Enjoying God's love and fellowship should be our manner throughout our lives. However, it should not be forgotten, that it is during our times of fasting that we deepen and strengthen our training and preparation for this enjoyment of God for other times of our life.
Thus, we fast because fasting brings us close to God.
Fasting in part, is a withdrawal which gives us an opportunity for prayer, spiritual reading, and contemplation. Fasting helps one keep vigilant, practice prostration and set the mood for prayer. Fasting is control over the will and a triumph over desires. This is the way to God to lead us to penitence and reconciliation with Him, and we have discussed this issue before here on st-takla.org in other pages. When we fast we are nourished by “Every word that proceeds from the mouth of God.” (Matt 4:4).

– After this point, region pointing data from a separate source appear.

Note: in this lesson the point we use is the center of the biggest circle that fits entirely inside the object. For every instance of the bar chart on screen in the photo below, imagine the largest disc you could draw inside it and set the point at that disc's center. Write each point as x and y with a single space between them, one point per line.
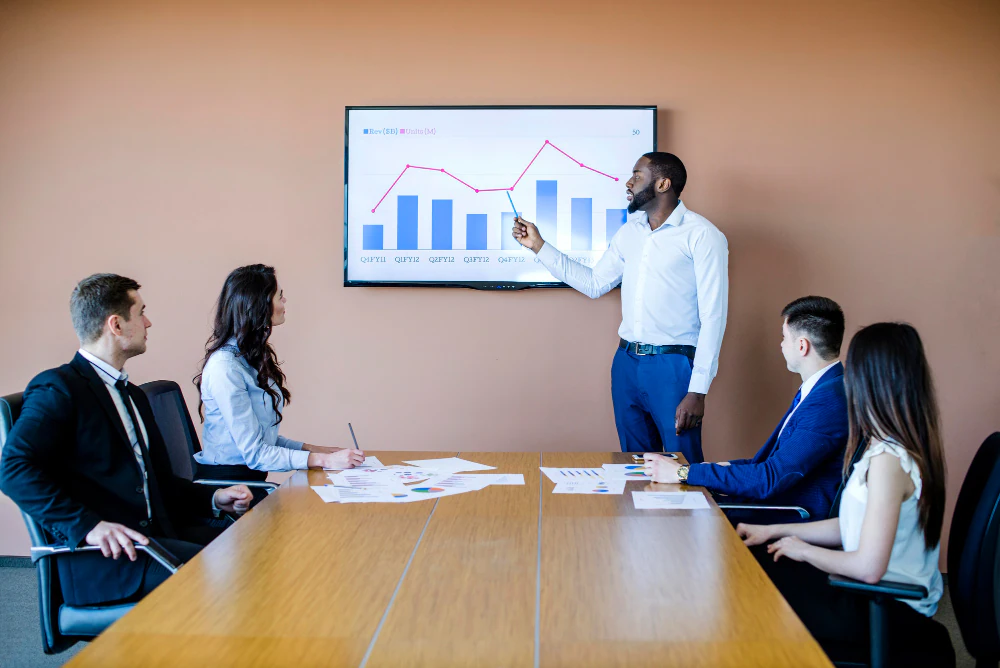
431 192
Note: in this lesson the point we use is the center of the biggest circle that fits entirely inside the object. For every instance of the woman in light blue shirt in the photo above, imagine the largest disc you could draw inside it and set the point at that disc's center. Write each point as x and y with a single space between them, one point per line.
242 388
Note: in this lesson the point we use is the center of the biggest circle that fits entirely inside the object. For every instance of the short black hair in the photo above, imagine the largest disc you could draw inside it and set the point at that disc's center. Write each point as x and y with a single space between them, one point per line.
667 166
822 319
97 298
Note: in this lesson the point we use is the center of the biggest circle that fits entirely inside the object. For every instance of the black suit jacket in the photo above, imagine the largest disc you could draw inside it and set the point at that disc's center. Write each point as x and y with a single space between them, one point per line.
68 463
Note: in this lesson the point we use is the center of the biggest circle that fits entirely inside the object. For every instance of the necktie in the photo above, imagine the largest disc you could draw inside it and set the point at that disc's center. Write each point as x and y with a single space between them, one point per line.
140 443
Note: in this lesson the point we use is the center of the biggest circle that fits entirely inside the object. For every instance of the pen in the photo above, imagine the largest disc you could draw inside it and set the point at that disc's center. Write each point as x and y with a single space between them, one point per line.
516 215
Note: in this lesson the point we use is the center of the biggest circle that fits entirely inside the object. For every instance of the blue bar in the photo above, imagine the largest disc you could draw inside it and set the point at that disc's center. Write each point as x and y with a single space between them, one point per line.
441 224
582 217
545 209
616 218
406 222
507 240
372 237
475 231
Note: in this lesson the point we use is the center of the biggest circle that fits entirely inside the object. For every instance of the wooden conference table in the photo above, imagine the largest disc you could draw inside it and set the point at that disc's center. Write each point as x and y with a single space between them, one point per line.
506 576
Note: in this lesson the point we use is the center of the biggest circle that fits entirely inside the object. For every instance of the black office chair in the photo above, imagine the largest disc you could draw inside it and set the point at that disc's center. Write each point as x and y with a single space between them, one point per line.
177 428
973 567
64 625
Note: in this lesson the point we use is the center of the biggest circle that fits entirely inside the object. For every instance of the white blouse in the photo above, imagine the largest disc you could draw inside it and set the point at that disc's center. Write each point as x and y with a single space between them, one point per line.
910 561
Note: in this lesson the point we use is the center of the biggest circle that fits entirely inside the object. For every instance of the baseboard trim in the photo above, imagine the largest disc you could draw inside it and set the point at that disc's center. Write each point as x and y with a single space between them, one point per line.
16 562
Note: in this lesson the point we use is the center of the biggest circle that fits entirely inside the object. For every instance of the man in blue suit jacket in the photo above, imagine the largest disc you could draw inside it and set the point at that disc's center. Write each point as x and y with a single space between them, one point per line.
801 463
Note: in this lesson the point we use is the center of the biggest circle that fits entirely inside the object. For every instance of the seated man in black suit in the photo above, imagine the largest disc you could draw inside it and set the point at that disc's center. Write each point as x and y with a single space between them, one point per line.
86 460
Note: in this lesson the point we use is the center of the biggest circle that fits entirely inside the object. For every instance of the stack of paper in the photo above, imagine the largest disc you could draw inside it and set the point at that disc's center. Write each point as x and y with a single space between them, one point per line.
590 486
431 478
669 501
626 472
557 475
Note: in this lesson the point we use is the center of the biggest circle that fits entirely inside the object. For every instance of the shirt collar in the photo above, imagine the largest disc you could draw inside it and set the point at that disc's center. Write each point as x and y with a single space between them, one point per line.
674 219
108 373
813 379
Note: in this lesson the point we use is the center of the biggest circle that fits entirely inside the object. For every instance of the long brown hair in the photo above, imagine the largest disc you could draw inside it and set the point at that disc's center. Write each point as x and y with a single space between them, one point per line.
890 396
244 313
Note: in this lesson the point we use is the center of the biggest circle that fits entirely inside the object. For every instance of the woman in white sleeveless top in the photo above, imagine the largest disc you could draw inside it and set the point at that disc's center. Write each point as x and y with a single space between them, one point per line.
891 510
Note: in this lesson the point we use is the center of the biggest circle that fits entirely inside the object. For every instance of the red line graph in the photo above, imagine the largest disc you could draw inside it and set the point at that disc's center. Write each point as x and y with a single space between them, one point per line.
490 190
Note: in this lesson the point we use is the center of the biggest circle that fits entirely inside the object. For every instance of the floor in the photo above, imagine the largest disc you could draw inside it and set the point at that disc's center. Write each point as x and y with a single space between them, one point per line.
21 646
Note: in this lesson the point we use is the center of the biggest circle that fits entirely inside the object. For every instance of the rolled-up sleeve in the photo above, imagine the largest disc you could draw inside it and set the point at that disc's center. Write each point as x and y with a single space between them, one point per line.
711 268
226 383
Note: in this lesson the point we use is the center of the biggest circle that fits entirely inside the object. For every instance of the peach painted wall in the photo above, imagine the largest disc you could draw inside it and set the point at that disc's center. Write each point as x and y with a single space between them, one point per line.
846 149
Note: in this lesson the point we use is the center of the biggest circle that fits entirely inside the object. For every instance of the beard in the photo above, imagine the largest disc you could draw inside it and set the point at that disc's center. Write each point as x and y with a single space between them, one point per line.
641 199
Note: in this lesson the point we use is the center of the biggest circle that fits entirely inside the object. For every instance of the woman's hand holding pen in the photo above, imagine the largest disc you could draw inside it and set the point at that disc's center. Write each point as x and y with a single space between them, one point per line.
345 458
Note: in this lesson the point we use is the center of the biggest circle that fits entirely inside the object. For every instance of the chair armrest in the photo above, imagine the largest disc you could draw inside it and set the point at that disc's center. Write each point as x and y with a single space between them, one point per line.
884 587
269 486
158 554
803 513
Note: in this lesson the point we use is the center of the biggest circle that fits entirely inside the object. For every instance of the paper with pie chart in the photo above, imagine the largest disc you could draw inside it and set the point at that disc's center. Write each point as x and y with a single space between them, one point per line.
407 484
626 472
588 486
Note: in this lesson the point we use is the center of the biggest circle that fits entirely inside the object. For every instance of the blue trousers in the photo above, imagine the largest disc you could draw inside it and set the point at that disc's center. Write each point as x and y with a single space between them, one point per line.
646 390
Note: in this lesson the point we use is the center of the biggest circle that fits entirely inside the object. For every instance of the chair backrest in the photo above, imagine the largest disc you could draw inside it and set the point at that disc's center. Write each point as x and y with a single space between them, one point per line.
49 593
972 553
176 426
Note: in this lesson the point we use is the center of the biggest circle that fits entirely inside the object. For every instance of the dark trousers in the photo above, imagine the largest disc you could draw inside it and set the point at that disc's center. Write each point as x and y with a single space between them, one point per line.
646 390
838 619
236 473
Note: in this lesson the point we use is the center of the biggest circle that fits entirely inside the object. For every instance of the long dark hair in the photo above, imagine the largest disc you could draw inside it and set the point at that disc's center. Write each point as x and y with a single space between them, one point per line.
890 396
244 312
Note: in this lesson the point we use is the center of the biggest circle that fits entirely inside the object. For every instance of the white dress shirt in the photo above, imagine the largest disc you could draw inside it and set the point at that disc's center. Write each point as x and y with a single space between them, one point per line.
110 376
675 284
805 389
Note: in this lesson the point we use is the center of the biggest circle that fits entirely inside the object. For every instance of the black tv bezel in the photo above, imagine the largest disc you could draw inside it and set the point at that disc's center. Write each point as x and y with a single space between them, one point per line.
475 285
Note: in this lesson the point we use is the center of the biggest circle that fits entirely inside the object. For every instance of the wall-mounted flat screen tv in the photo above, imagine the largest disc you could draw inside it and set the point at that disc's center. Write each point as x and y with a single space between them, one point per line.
430 193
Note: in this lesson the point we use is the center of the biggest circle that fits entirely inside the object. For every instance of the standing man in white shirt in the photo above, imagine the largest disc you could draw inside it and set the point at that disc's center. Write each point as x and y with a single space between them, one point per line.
673 266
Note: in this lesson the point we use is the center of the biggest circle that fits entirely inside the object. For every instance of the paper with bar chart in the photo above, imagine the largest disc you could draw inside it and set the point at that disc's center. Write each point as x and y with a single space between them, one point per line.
429 191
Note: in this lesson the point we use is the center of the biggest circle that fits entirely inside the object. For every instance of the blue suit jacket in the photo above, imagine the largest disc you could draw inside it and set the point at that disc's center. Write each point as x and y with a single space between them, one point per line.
803 466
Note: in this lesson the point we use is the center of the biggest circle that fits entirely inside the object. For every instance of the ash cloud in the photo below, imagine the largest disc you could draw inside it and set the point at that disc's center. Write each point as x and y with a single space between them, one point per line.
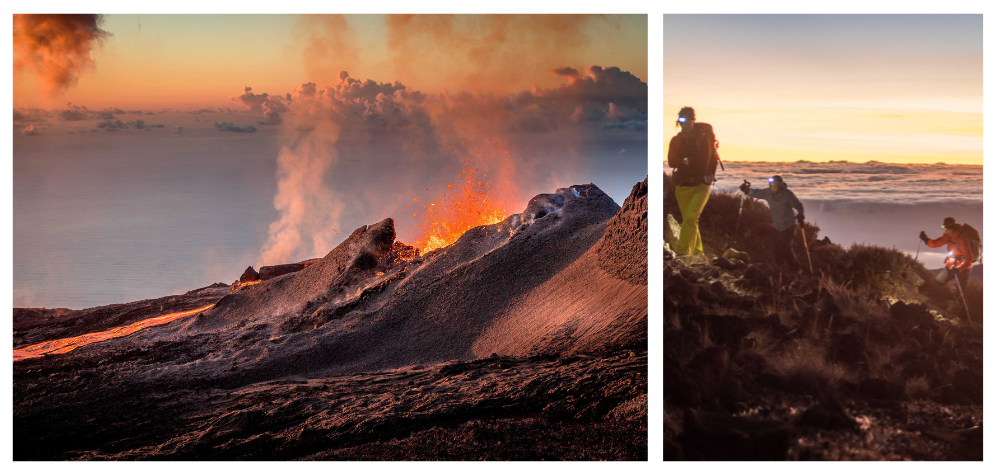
317 116
56 48
30 130
229 127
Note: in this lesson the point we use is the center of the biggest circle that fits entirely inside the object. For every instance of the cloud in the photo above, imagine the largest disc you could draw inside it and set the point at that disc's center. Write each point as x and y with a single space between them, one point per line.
371 112
270 118
30 130
56 47
229 127
565 71
73 115
32 114
112 125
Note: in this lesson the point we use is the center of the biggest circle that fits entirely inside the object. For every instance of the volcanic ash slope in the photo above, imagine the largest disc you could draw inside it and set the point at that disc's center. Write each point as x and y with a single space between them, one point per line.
566 275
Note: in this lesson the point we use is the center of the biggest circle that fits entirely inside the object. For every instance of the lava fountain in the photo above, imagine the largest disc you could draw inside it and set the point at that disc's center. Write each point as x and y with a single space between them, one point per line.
470 203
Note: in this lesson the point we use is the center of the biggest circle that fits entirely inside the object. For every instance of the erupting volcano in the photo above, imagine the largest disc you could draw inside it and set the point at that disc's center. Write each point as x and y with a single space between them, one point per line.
459 210
533 323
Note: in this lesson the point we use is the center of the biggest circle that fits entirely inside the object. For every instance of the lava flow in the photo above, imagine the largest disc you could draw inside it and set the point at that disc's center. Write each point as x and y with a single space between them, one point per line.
65 345
448 218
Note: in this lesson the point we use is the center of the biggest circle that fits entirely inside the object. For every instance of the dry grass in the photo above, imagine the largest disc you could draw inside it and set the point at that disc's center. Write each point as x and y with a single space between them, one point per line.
804 367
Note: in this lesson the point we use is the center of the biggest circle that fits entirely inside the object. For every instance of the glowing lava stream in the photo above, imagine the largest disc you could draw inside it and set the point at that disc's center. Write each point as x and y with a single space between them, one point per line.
65 345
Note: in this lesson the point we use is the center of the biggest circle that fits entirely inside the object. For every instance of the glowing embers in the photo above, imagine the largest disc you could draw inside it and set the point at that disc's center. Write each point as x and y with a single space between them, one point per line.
65 345
458 211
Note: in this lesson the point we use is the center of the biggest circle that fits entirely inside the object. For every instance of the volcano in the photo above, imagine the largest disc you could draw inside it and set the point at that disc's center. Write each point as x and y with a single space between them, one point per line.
522 340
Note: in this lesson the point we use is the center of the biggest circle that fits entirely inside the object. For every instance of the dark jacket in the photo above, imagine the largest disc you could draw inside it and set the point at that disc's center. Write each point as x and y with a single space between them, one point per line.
697 144
959 249
781 205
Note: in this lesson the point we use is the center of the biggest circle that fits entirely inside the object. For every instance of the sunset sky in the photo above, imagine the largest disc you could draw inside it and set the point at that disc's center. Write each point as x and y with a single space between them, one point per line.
891 88
154 61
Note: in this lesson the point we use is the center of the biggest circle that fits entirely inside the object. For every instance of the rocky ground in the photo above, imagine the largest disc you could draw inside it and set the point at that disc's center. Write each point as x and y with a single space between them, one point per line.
763 363
524 340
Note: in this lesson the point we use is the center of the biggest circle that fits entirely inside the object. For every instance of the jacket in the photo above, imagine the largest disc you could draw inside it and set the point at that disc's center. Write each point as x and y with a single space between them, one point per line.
959 247
781 205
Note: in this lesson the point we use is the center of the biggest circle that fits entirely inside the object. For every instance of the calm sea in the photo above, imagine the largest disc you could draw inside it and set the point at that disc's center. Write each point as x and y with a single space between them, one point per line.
111 217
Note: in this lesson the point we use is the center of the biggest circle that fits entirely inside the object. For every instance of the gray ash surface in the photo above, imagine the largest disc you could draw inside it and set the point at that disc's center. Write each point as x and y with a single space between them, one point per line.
512 343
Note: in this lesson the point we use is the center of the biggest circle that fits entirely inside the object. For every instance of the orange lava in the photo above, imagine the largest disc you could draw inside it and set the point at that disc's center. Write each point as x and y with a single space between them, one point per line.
464 207
65 345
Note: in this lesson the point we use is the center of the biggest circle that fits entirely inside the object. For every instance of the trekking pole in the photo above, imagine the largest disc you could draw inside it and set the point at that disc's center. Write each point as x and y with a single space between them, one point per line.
915 262
738 218
965 303
805 244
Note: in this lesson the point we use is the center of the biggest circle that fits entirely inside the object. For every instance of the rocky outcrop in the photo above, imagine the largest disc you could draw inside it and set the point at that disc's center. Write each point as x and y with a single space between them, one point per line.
623 248
270 272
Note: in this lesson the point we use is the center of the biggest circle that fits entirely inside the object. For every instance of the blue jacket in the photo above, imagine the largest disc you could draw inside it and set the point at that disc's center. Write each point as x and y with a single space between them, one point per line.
781 205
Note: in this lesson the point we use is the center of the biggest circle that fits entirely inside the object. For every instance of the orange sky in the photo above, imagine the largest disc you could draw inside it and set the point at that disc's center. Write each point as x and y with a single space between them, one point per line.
898 88
153 61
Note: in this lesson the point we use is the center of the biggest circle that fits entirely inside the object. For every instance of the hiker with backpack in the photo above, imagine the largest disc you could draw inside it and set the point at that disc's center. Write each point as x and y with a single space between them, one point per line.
693 156
964 249
783 204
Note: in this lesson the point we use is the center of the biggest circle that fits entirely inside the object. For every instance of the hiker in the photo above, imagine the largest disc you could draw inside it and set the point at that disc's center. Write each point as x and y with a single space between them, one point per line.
782 201
693 156
963 250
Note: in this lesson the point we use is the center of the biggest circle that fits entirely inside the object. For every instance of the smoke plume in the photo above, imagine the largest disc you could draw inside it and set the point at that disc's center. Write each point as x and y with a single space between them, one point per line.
436 138
56 47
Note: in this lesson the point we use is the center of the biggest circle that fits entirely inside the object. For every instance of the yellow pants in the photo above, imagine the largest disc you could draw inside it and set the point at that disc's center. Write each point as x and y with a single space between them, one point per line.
692 200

Therefore, we fast for the sake of God's love and fellowship. We fast because it helps us shun worldly and materialistic things and to make us ready for eternity and oneness with God.
If fasting is consecrated to God alone, and for the sake of His love, a question then arises:
Can a person fast but at the same time not consecrate his fast to God?
Yes, they are many who fast, but God has no share in. For instance, someone may fast while far from God. He fasts, yet he does not change, still in weaknesses. A person of high profile or authority may even fast as a customary act, lest he should be embarrassed or for the sake of his reputation. Another may fast purely for bodily reasons, while the soul has no part in his fast.
One may fast to parade his ascetic ability or skill to abstain from food. A person may abstain from food for a while and at the same time indulging in wordily lusts which he cannot abstain from!
Some think that fasting only is associated with food without God being a party to it. All their cares while fasting is; How long is the period of abstinence? When shall they eat? How can they lengthen the period of their abstinence? What will they eat? How can they keep themselves away from certain kinds of food? How can they fast for days? It appears as if fasting concerns two parties only: them and their food, or them and the body, without God being party to the fast in any way!! Is this a correct fast?!
Fasting is not a mere a bodily deed. Rather it is communion with God. A fast that does not have God in it is no fast at all.
We eat and we fast for God.
We eat for God so that our body may gain strength to serve God and perform our duties and responsibilities towards others. It is also for God that we hunger, to subdue the body lest it sin against God, to control and not be controlled bodily desires and lusts so that they may not control our actions. We behave in accordance with the spirit, not the body, for the sake of our love of God, and the fellowship with His Divine Spirit.
Fasting for any other reason, is rejected by God.